Turnign greek-iso filenames => utf-8 iso

Νικόλαος Κούρας support at superhost.gr
Wed Jun 12 15:05:40 EDT 2013


On 12/6/2013 8:27 μμ, Νικόλαος Κούρας wrote:
> On 12/6/2013 3:42 μμ, Νικόλαος Κούρας wrote:
>
>>> =================================================================================================================
>>>
>>> # Convert wrongly encoded filenames to utf-8
>>> #
>>> =================================================================================================================
>>>
>>>
>>>
>>> path = b'/home/nikos/public_html/data/apps/'
>>> filenames = os.listdir( path )
>>>
>>> utf8_filenames = []
>>>
>>> for filename in filenames:
>>>      # Compute 'path/to/filename'
>>>      filename_bytes = path + filename
>>>      encoding = guess_encoding( filename_bytes )
>>>
>>>      if encoding == 'utf-8':
>>>          # File name is valid UTF-8, so we can skip to the next file.

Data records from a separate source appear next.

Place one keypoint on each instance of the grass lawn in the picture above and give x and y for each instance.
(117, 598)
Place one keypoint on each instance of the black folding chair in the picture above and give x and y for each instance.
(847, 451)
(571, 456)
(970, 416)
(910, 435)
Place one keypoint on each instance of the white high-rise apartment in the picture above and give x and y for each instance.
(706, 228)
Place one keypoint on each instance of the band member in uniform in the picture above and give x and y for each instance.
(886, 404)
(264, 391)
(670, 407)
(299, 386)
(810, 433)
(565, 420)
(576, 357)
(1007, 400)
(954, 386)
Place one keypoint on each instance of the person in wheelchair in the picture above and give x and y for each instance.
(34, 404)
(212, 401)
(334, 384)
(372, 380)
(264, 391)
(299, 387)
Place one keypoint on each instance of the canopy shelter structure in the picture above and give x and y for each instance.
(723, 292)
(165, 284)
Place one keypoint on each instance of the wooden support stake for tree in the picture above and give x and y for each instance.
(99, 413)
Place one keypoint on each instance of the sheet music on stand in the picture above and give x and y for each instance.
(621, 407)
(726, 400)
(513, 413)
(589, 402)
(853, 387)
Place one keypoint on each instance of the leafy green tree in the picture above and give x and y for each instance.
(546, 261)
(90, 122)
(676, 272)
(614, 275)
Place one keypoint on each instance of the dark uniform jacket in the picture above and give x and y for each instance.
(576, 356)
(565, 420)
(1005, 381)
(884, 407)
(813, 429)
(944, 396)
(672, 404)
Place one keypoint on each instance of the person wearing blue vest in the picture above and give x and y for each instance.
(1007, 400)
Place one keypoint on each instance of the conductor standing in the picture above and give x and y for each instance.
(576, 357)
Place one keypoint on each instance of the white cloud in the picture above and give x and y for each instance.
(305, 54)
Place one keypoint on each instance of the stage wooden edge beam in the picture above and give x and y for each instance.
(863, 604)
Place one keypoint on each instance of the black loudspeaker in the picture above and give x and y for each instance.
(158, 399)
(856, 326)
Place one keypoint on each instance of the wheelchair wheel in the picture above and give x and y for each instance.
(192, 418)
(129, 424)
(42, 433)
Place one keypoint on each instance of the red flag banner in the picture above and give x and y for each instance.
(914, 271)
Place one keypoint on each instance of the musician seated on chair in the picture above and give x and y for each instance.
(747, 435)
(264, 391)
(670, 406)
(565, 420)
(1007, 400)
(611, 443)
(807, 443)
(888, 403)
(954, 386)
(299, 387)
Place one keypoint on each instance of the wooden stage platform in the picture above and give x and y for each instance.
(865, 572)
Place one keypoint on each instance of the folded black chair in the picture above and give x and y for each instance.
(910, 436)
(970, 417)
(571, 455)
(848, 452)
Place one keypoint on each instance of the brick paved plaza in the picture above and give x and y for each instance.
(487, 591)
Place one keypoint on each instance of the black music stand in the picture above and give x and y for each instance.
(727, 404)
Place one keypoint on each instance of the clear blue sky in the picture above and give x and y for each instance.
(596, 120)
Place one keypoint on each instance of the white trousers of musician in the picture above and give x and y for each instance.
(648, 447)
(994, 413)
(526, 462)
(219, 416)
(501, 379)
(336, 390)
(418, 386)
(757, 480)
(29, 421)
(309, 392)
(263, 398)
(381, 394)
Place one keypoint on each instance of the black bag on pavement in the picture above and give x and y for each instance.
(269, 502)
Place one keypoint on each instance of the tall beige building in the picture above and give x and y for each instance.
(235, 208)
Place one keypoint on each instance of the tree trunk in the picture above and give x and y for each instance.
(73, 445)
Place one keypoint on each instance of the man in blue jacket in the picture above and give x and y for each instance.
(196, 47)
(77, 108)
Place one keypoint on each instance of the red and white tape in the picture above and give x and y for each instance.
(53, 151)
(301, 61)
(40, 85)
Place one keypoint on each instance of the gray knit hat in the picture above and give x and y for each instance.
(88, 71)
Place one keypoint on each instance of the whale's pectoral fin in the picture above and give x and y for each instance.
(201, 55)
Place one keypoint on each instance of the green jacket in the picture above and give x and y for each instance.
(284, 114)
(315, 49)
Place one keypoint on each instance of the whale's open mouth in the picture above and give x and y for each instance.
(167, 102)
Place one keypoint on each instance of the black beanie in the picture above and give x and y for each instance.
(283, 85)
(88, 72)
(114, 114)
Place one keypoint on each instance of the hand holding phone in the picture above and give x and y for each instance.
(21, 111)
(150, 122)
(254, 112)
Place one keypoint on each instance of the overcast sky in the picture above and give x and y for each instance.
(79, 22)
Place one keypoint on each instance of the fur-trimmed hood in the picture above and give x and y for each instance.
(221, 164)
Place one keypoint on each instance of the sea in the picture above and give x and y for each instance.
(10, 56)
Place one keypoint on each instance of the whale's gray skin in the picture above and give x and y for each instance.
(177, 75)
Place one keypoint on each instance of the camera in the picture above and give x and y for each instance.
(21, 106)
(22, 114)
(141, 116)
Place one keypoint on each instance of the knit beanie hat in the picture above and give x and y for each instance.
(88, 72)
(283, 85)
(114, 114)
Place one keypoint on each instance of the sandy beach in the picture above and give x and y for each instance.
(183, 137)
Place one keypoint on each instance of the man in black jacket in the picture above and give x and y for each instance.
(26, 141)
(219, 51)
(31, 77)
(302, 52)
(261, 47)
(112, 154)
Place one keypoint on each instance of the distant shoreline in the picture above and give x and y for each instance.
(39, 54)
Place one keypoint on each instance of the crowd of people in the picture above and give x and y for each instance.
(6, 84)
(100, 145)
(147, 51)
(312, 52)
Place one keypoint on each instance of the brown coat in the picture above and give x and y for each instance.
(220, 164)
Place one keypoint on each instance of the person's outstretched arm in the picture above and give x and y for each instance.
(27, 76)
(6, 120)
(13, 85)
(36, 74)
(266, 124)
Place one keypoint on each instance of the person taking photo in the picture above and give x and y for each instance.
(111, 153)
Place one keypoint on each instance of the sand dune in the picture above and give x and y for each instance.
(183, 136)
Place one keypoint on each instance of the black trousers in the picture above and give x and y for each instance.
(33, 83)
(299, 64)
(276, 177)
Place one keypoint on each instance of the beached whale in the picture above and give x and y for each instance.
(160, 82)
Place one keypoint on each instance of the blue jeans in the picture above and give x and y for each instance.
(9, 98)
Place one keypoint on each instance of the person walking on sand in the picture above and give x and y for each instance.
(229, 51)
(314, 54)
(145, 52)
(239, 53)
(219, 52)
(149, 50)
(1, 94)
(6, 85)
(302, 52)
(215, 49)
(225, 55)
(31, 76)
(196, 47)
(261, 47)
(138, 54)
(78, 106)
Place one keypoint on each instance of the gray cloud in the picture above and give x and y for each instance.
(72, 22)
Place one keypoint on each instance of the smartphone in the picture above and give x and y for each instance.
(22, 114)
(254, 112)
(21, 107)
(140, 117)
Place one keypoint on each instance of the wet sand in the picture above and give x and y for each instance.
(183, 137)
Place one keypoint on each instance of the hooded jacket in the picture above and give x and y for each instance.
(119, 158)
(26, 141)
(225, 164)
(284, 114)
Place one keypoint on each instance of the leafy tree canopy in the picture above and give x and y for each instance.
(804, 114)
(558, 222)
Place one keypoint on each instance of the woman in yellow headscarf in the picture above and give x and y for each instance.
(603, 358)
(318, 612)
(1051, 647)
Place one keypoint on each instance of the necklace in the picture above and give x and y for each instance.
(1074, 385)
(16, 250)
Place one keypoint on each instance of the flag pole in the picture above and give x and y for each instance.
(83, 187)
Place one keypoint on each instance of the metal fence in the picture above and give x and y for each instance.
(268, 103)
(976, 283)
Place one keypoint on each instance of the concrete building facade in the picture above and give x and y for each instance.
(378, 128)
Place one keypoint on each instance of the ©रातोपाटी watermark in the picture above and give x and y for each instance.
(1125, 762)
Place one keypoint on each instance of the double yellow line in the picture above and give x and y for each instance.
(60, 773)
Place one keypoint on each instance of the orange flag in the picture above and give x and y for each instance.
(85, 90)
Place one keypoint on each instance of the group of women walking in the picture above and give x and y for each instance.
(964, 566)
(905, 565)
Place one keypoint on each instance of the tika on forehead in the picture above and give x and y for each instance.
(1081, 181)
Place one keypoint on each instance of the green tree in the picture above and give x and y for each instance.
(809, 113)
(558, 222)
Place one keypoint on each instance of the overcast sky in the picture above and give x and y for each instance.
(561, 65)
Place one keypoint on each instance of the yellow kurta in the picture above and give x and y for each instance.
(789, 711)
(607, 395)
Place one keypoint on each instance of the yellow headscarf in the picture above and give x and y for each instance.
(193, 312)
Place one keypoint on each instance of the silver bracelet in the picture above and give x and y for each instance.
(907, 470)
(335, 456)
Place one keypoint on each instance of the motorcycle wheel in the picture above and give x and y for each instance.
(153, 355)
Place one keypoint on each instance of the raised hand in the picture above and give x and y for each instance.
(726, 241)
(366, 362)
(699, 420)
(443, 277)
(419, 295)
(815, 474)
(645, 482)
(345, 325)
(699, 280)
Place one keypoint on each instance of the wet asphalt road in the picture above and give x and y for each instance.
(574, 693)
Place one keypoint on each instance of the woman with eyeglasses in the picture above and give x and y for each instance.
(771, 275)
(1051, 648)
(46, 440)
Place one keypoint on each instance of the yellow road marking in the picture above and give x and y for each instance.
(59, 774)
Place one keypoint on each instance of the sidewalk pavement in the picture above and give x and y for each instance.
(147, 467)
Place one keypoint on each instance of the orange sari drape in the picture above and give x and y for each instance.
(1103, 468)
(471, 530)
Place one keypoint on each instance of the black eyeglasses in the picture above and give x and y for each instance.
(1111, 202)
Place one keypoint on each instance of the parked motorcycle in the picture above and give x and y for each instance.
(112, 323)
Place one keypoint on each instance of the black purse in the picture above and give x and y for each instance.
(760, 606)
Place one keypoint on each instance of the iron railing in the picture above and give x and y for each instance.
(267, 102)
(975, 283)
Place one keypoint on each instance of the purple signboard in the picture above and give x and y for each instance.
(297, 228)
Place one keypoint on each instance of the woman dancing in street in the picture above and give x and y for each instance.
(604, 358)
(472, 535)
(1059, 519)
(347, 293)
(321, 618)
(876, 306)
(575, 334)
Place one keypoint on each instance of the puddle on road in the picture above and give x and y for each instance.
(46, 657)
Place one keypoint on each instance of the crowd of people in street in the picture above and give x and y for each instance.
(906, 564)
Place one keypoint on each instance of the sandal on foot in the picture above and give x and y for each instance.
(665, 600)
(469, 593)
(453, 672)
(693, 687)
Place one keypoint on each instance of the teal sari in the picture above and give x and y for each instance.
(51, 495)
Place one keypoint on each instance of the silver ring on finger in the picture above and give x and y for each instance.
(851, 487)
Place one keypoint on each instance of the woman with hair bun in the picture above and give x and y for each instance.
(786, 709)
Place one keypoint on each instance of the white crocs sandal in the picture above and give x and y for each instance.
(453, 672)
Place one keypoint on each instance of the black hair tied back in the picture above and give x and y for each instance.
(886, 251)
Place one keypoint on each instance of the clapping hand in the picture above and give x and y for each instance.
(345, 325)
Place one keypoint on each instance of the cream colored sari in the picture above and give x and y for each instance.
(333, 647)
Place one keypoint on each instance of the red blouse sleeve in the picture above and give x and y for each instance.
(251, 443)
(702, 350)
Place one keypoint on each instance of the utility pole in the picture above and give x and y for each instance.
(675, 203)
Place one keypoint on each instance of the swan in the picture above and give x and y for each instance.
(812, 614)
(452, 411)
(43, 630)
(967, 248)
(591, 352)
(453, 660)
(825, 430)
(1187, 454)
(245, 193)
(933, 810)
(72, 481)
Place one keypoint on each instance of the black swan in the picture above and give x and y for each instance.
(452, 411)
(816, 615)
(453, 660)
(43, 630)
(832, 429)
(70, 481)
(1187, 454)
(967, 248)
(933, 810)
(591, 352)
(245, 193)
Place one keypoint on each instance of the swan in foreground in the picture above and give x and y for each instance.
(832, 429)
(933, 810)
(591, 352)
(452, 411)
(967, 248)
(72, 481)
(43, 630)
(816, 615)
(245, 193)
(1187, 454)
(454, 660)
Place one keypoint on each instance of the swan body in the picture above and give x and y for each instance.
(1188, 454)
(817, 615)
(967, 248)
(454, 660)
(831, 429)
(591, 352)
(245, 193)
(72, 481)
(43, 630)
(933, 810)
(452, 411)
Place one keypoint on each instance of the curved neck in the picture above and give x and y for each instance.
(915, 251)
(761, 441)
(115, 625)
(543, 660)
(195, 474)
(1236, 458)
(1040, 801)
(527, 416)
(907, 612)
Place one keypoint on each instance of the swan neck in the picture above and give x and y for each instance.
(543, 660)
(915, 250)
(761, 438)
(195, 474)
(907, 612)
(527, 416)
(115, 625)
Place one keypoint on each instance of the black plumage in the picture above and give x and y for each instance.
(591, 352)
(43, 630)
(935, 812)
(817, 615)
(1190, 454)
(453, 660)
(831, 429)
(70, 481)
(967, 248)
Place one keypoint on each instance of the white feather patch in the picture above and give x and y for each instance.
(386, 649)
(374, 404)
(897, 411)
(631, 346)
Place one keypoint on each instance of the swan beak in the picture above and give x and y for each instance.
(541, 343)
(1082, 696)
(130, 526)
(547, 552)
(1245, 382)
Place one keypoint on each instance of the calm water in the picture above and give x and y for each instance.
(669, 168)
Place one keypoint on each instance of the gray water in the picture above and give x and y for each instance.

>>>          utf8_filenames.append( filename_bytes )
>>>          continue
>>>      elif encoding is None:
>>>          # No idea what the encoding is. Hit it with a hammer until it
>>> stops moving.
>>>          filename = filename_bytes.decode( 'utf-8',
>>> 'xmlcharrefreplace' )
>>>      else:
>>>          filename = filename_bytes.decode( encoding )
>>>
>>>      # Rename the file to something which ought to be UTF-8 clean.
>>>      newname_bytes = filename.encode('utf-8')
>>>      os.rename( filename_bytes, newname_bytes )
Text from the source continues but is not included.